But the latest attacks are different in terms of both method and scale, with teams of well-armed men involved in synchronised attacks - the gunmen were also clearly prepared to die in their attacks.

Another major difference is the targeting of restaurants and hotels used by westerners and the apparent singling out of those with British and American passports.

This points to either a major shift in strategy by an existing group or the influence or direction of outside parties, perhaps even al-Qaeda, whose style of attacks this mimics.

The growing tide of attacks raises major problems for the Indian authorities

However, while the attack was highly organised, it was not necessarily that advanced in terms of technology, with automatic weapons and grenades. It had more the look of a small-scale guerrilla war than a typical al-Qaeda attack.

A group calling itself the Deccan Mujahideen has claimed responsibility for the attacks but little is known of it.

Attacks over recent years have seen a variety of different groups named, particularly the Indian Mujahideen who had apparently threatened to attack Mumbai in September, claiming that Muslims had been harassed.

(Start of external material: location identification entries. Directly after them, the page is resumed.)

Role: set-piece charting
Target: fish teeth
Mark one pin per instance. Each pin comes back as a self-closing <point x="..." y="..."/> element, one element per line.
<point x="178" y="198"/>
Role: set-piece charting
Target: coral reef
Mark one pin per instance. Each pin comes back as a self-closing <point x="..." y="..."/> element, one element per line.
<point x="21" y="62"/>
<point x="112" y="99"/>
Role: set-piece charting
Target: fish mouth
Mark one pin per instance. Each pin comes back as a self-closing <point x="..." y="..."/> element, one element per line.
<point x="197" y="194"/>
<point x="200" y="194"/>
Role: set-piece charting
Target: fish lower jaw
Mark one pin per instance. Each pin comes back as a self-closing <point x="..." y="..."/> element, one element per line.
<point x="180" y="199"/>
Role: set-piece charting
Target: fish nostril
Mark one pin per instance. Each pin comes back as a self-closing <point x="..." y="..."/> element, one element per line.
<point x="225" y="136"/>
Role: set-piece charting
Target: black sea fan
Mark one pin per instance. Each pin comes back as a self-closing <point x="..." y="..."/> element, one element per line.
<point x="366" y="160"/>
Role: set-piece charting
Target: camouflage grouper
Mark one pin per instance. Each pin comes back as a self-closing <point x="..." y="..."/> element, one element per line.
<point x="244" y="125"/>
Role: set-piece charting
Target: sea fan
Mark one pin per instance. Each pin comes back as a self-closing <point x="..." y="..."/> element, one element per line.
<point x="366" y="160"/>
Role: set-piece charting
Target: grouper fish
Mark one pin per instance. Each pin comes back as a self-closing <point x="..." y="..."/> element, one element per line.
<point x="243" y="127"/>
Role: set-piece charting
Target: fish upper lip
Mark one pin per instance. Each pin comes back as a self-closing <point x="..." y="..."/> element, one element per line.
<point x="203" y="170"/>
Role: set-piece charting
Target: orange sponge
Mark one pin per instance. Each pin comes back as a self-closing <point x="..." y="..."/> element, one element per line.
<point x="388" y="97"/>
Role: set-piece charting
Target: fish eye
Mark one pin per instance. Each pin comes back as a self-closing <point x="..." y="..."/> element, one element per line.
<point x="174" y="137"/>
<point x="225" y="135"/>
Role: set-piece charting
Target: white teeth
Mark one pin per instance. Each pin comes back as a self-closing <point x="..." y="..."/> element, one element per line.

The authorities have often pointed the finger at the Students' Islamic Movement of India, believing that other groups like the Indian Mujahideen are a front for this banned organisation.

Some attacks have also been blamed on Lashkar-e-Toiba, which India says is backed by Pakistan's intelligence agency the ISI.

That group on Thursday denied any involvement in the attacks.

However, India's Prime Minister Manmohan Singh did say the "well-planned and well-orchestrated attacks" probably had "external linkages" to a neighbouring country.

And a senior Indian army official suggested the militants may have come from Pakistan.

Wider impact

If India were to formally accuse the Pakistani government, then major diplomatic problems could ensue, but that may be less likely happen as quickly as occurred in the past when relations were more fraught.

People stand by the remains of an exploded vehicle in Mumbai, India (26/11/08)
The Mumbai attacks were organised and on a large scale

An attack by militants on the Indian parliament in December 2001 nearly led to war between the two countries.

Even if there were some kind of link to Pakistan, that would be different to a link to the Pakistani government, which is itself battling terrorists and suffering heavy casualties among both security forces and civilians.

The detention of a number of the militants and their subsequent interrogation should provide evidence for Indian authorities to try to understand any international links.

The growing tide of attacks, particularly this year, raises major problems for the Indian authorities.

As well as tracking down any gunmen who have escaped, the local and national authorities will also have to deal with the issue of public confidence in their ability to get a grip on the situation.

After previous attacks, Mumbai bounced back quickly as a city, with life getting back to normal and people travelling on the trains again, but this attack may have a different psychological impact.